Screen shot 1 of 2 of this disturbing podcast on SoundCloud, screen shot taken 12 November 2018 (click for enlargement of image).
Screen shot 2 of 2, of this disturbing podcast on SoundCloud, screen shot taken on 12 November 2018 (click for enlargement of image).




Again, so that you can hear it for yourself, here is that exchange:






Conclusion
Molyneux has stated that he wants the governments of Europe and the English-speaking countries to obstruct immigration from Central America and Africa based on people from these regions having political opinions different from his. And among the political opinions he has classified as anathema are support for the U.S. Democratic Party. And he has also stated that he recognizes that such immigration laws are enforced with potentially lethal force against anyone trying to cross the border without a visa, including nonviolent border-crossers.

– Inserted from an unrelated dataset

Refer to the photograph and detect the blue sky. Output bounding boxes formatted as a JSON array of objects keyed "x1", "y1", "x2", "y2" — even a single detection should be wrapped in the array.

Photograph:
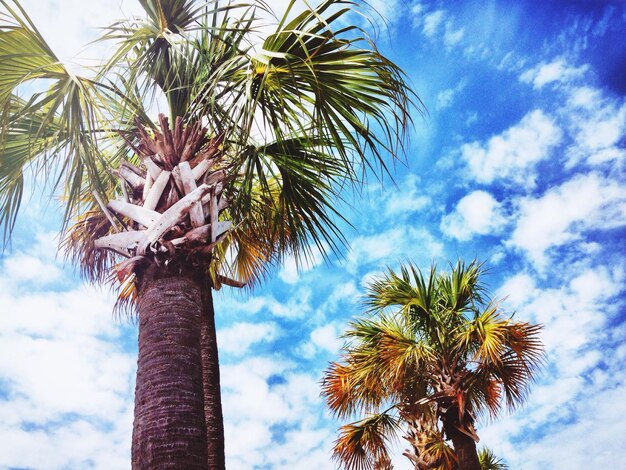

The logical conclusions to deduce is that, contrary to Molyneux’s parting words in his “Pittsburgh Massacre” video, he has indeed regularly recommended, for the past couple of years, the use of violence against people primarily for their having ideological and political opinions different from his own, regardless of their not having actually engaged in violence. For him, a prospect that an immigrant might one day [as a naturalized citizen] vote a specific way is justification enough for Molyneux to recommend force against that immigrant — force that Molyneux has admitted might escalate into lethal action. And in December of 2015, when one caller discussed the possibility of one day finding himself a witness to a shooting rampage — describing something similar to the shooting rampage at the Pittsburgh synagogue — Molyneux told that caller that he should not be concerned with saving the lives of potential shooting victims who were Democrats, as those Democrats disagree with Molyneux politically.

By his own definition of potentially lethal force, Stefan Molyneux has indeed publicly expressed approval for the use of potentially lethal force against people on account of their disagreeing with him on politics and religion.





This video is 9 minutes, 40 seconds long.



NOVEMBER 12, 2018 Corrections and Changes: Prior to 12 November 2018, I erroneously said in this post that the podcast in which Molyneux denied any sympathy for mass shooting victims who disagreed with his politics was from December 2016; the podcast was from December 2015. On 12 November 2018, I made that correction, and also added the information that that podcast is still available both on Molyneux’s official website and on SoundCloud, including the links and the pertinent screen shots. On this day, I also added the screen shot to indicate where the “Death of Terrorism” YouTube upload would have been on Molyneux’s YouTube page if that upload were not rendered unavailable for YouTube.